そんな無様な俺をリーフィは驚愕とも悲壮ともつかない表情で見つめていたが、やがて静かに目を伏せると、ゆっくりと頷いた。
「うん。そうだったね。ごめん」
肩を掴む俺の手に、自分のそれをそっと重ねた。
「でも、凄いって言葉は、撤回しない」
申し訳なさそうに、でも少しだけ嬉しそうに微笑んだ。
「凄いよ。コジロウは――凄いよ」
しおらしい姿に、どれだけ自分の頭に血が上っていたのかを実感させられる。肩から手を放した。何故だかリーフィの顔をまともに見られない。

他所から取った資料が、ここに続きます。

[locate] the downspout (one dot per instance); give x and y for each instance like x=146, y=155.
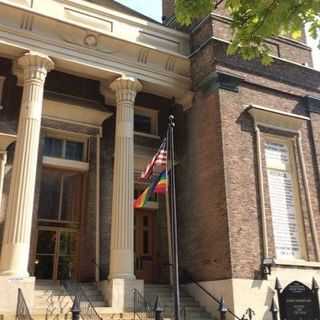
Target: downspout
x=308, y=198
x=261, y=193
x=98, y=137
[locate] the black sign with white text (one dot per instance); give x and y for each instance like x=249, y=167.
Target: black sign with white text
x=298, y=302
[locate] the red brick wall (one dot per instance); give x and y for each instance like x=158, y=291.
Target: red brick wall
x=203, y=223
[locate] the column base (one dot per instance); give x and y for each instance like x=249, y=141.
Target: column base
x=14, y=260
x=9, y=293
x=119, y=293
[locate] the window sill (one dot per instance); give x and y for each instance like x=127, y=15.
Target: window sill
x=296, y=263
x=65, y=164
x=147, y=135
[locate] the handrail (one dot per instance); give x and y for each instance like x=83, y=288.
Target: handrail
x=22, y=312
x=87, y=309
x=141, y=308
x=102, y=272
x=215, y=299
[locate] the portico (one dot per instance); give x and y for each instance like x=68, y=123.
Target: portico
x=125, y=65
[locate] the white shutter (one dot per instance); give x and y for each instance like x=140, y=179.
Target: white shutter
x=283, y=207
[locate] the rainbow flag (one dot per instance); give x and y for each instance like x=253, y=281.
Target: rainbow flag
x=162, y=185
x=158, y=185
x=141, y=201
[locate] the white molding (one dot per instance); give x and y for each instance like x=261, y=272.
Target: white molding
x=296, y=263
x=274, y=118
x=74, y=113
x=107, y=56
x=152, y=114
x=52, y=162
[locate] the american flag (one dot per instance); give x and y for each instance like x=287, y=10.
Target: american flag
x=159, y=160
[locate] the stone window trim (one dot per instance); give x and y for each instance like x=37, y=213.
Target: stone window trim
x=2, y=80
x=153, y=115
x=290, y=124
x=65, y=136
x=288, y=169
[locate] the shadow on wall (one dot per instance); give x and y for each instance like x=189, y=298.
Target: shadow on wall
x=6, y=188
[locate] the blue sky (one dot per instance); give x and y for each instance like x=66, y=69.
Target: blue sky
x=153, y=9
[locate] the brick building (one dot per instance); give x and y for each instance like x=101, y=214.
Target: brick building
x=86, y=89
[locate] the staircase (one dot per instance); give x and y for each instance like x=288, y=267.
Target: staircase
x=52, y=302
x=190, y=308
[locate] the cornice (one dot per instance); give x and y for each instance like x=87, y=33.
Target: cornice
x=220, y=80
x=313, y=104
x=94, y=54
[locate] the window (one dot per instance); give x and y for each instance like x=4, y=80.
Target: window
x=285, y=209
x=145, y=121
x=2, y=79
x=60, y=196
x=65, y=149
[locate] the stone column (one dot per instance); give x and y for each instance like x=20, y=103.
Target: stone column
x=119, y=289
x=122, y=228
x=5, y=141
x=17, y=231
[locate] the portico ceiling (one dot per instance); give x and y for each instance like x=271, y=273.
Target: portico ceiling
x=96, y=42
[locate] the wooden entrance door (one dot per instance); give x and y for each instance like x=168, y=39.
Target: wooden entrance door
x=56, y=254
x=146, y=266
x=59, y=212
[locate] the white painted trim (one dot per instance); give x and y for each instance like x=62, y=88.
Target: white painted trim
x=292, y=170
x=308, y=198
x=262, y=193
x=74, y=113
x=153, y=115
x=277, y=119
x=297, y=263
x=72, y=165
x=147, y=135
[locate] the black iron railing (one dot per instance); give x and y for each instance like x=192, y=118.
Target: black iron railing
x=87, y=309
x=222, y=307
x=22, y=312
x=142, y=309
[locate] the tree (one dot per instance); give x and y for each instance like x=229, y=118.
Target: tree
x=253, y=21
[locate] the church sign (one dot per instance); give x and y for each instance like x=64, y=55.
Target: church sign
x=298, y=302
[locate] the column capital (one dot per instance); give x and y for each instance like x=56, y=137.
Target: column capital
x=35, y=66
x=126, y=87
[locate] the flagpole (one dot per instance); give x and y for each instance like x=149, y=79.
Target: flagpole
x=174, y=226
x=169, y=223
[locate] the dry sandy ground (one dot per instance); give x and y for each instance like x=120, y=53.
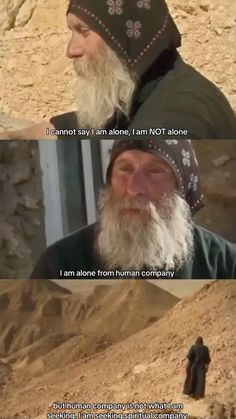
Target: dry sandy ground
x=147, y=366
x=37, y=80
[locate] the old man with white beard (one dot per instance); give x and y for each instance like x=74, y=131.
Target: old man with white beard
x=144, y=221
x=130, y=76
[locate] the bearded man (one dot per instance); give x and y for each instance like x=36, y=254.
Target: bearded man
x=144, y=220
x=131, y=77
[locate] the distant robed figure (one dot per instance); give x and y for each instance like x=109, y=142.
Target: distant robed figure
x=197, y=367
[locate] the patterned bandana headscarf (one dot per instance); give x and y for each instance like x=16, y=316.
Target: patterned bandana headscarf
x=181, y=157
x=137, y=30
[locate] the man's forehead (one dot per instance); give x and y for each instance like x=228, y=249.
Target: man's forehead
x=73, y=21
x=141, y=156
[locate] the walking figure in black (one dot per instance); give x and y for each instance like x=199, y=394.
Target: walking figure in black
x=197, y=367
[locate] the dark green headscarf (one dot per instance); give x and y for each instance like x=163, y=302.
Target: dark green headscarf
x=137, y=30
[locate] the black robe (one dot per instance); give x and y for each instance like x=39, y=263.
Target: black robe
x=198, y=359
x=214, y=257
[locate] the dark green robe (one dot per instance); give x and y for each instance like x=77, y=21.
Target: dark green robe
x=179, y=98
x=214, y=257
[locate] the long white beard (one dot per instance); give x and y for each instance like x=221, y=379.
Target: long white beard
x=104, y=85
x=160, y=238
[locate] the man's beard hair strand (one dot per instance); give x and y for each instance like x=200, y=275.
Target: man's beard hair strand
x=104, y=86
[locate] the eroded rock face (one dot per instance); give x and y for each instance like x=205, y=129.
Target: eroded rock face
x=21, y=209
x=15, y=13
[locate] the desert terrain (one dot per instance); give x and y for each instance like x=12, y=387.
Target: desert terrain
x=119, y=343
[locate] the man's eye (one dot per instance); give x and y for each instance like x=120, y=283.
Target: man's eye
x=156, y=171
x=125, y=168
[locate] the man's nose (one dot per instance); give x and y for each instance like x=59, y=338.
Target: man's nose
x=136, y=185
x=75, y=48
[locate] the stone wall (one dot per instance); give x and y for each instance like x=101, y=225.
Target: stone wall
x=217, y=161
x=21, y=208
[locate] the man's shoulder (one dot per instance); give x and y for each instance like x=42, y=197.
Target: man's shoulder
x=184, y=99
x=84, y=235
x=212, y=241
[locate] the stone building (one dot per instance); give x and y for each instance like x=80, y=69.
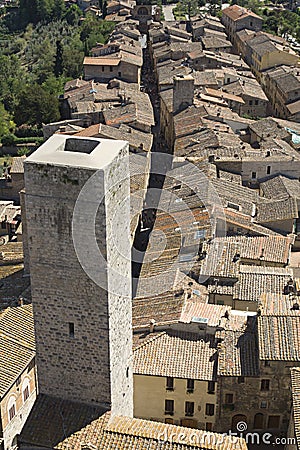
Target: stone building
x=174, y=379
x=17, y=371
x=123, y=65
x=236, y=18
x=254, y=368
x=82, y=316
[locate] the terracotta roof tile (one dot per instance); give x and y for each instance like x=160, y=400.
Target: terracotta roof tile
x=178, y=355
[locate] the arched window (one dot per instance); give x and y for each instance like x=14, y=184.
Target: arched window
x=25, y=389
x=143, y=11
x=237, y=422
x=258, y=421
x=11, y=408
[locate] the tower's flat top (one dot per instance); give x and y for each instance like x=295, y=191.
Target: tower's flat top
x=63, y=150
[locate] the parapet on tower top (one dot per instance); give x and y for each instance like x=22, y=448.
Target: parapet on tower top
x=92, y=153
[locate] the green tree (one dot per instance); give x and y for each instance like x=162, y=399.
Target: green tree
x=58, y=67
x=104, y=9
x=36, y=106
x=72, y=15
x=7, y=125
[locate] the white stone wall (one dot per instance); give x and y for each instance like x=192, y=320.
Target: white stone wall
x=82, y=367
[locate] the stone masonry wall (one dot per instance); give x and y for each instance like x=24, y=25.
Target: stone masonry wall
x=75, y=367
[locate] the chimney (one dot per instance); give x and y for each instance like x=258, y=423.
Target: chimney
x=183, y=92
x=151, y=327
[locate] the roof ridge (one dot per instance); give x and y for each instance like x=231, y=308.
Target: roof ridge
x=149, y=340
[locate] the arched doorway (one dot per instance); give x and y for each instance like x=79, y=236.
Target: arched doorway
x=258, y=421
x=238, y=419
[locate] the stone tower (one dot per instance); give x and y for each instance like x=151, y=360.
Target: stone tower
x=183, y=92
x=82, y=307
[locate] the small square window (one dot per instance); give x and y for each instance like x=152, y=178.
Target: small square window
x=25, y=393
x=12, y=412
x=274, y=422
x=208, y=426
x=170, y=384
x=169, y=407
x=209, y=409
x=71, y=330
x=211, y=387
x=228, y=399
x=190, y=385
x=189, y=408
x=265, y=385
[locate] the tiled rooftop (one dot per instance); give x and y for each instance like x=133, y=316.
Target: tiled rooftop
x=295, y=378
x=279, y=338
x=238, y=352
x=17, y=344
x=256, y=280
x=76, y=426
x=178, y=355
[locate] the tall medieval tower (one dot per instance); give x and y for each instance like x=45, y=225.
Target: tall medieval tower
x=80, y=266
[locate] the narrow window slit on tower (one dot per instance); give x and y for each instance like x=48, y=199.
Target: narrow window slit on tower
x=71, y=329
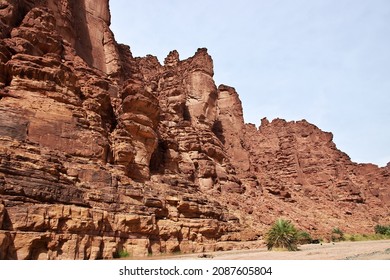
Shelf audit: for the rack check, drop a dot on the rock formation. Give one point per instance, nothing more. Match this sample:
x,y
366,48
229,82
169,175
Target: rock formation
x,y
103,152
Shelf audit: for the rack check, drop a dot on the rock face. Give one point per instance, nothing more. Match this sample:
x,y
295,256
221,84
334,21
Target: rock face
x,y
101,152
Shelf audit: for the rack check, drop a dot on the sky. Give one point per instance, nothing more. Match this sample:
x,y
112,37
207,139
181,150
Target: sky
x,y
326,61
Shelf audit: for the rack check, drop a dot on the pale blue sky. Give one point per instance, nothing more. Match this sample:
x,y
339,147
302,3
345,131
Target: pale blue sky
x,y
326,61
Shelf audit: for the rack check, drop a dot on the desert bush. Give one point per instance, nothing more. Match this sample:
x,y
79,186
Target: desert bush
x,y
283,235
385,230
337,235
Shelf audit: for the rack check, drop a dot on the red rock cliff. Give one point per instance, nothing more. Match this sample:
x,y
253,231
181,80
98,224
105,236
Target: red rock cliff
x,y
101,152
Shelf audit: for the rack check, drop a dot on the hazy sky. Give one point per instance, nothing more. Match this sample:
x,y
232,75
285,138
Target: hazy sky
x,y
326,61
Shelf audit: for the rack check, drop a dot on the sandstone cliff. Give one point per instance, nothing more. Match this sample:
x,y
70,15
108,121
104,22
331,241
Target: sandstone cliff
x,y
102,152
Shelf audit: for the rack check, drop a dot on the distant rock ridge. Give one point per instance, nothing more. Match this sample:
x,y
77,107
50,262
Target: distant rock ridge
x,y
102,152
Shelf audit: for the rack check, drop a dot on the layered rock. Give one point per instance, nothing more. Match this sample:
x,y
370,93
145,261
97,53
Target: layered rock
x,y
102,152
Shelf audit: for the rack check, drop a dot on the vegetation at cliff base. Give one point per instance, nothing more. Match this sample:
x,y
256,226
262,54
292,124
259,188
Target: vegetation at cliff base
x,y
282,235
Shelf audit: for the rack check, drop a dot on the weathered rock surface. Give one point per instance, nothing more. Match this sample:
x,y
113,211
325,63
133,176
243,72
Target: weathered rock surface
x,y
101,152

さて何をを言おうか、少しばかり悩んだ後で――。
「ああ」
鼻の頭を撫でながら、頷いた。
「あんがとよ」
リーフィの賞賛を、俺自身を褒めてくれた言葉を、ありのまま受け取った。
「へへ」
リーフィが笑った。最近では滅多に見せなくなった、いたずら小僧のような笑い方。
「なら、もう迷わず進もうじゃない!」
リーフィが俺の手を引く。いつものように。前のめりになった俺に構わずリーフィは歩き出す。
「おい待て、ちょっと待て」
どうにか体勢を立て直す。
「進むって、一体どこを!」
「決まってるじゃない!」
振り返った顔には、これ以上ないと言わんばかりの笑顔。